IPA AML Annual Report 2024–25: Stronger Supervision, Smarter Compliance
The Insolvency Practitioners Association (IPA) has released its Anti-Money Laundering (AML) Annual Report 2024–25, marking another year of intensified regulatory oversight, enhanced information sharing, and a sharper focus on emerging financial crime risks across the UK insolvency sector.
Strengthening Risk-Based Supervision
The IPA, which supervises 327 Insolvency Practitioners (IPs) across 202 firms, recorded a year of proactive supervision, undertaking 10 AML visits and 12 compliance reviews during 2024–25. Its supervisory approach—driven by continuous risk profiling, compliance reviews, and enforcement—has led to measurable improvement in AML practices among member firms.
The risk distribution data show a clear shift: more IPs and firms are now classified as medium risk rather than low. In 2024–25, 187 IPs were rated medium risk, compared with 140 the previous year, while high-risk firms increased from 24 to 46 due to new calibration that ties firm risk to their highest-risk practitioner.
The IPA attributes this to changing case profiles—especially Members’ Voluntary Liquidations (MVLs) and Creditors’ Voluntary Liquidations (CVLs)—and to non-reporting of Suspicious Activity Reports (SARs) by some Nominated Officers.
AML Activity and Enforcement Actions
Supervisory outcomes were backed by decisive enforcement measures. The IPA imposed £48,000 in fines for AML breaches, issued 18 Advisory Notices, 11 Severe Reprimands, one Reprimand, and one Warning. The two most frequent issues leading to disciplinary action were:
- Failure to complete Customer Due Diligence (CDD) before client engagement; and
- Inadequate or unclear SAR policies, particularly around tipping-off and Defence Against Money Laundering (DAML) requests.
Greater Engagement and Intelligence Sharing
The IPA reported higher engagement from practitioners, including 49 AML helpline queries and 8 whistleblowing disclosures during the year.
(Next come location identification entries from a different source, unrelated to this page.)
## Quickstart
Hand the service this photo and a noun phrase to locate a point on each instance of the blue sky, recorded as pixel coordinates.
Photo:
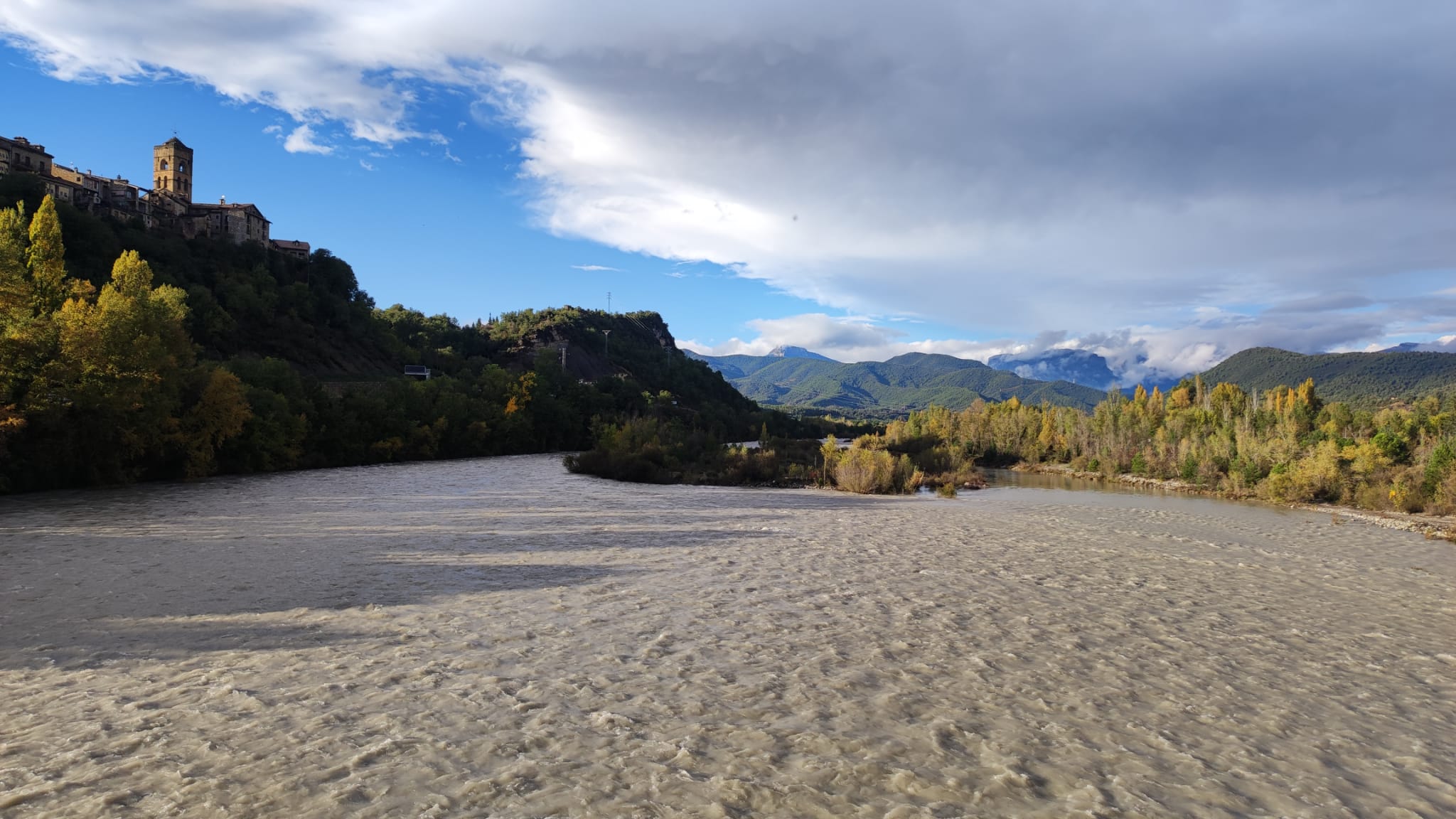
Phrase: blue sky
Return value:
(1162, 184)
(439, 228)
Queries mainly related to CDD/EDD (25%), supervisory requests (18%), and SARs (8%).
Information-sharing efforts were strengthened through participation in the Accountancy AML Supervisors Group (AASG), the AML Supervisors Forum (AMLSF), and the Intelligence Sharing Expert Working Group (ISEWG). The IPA itself submitted 20 SARs to the National Crime Agency, reflecting its dual role as regulator and intelligence contributor.
Focus on Evolving Risks
The report highlights a growing concern around proliferation financing, which the UK’s 2025 National Risk Assessment (NRA) reaffirmed as an under-assessed area. The IPA noted that some distressed entities had tried to use insolvency procedures to shield assets from sanctions—a clear warning for IPs to assess these risks explicitly within their firm-wide risk assessments (FWRAs).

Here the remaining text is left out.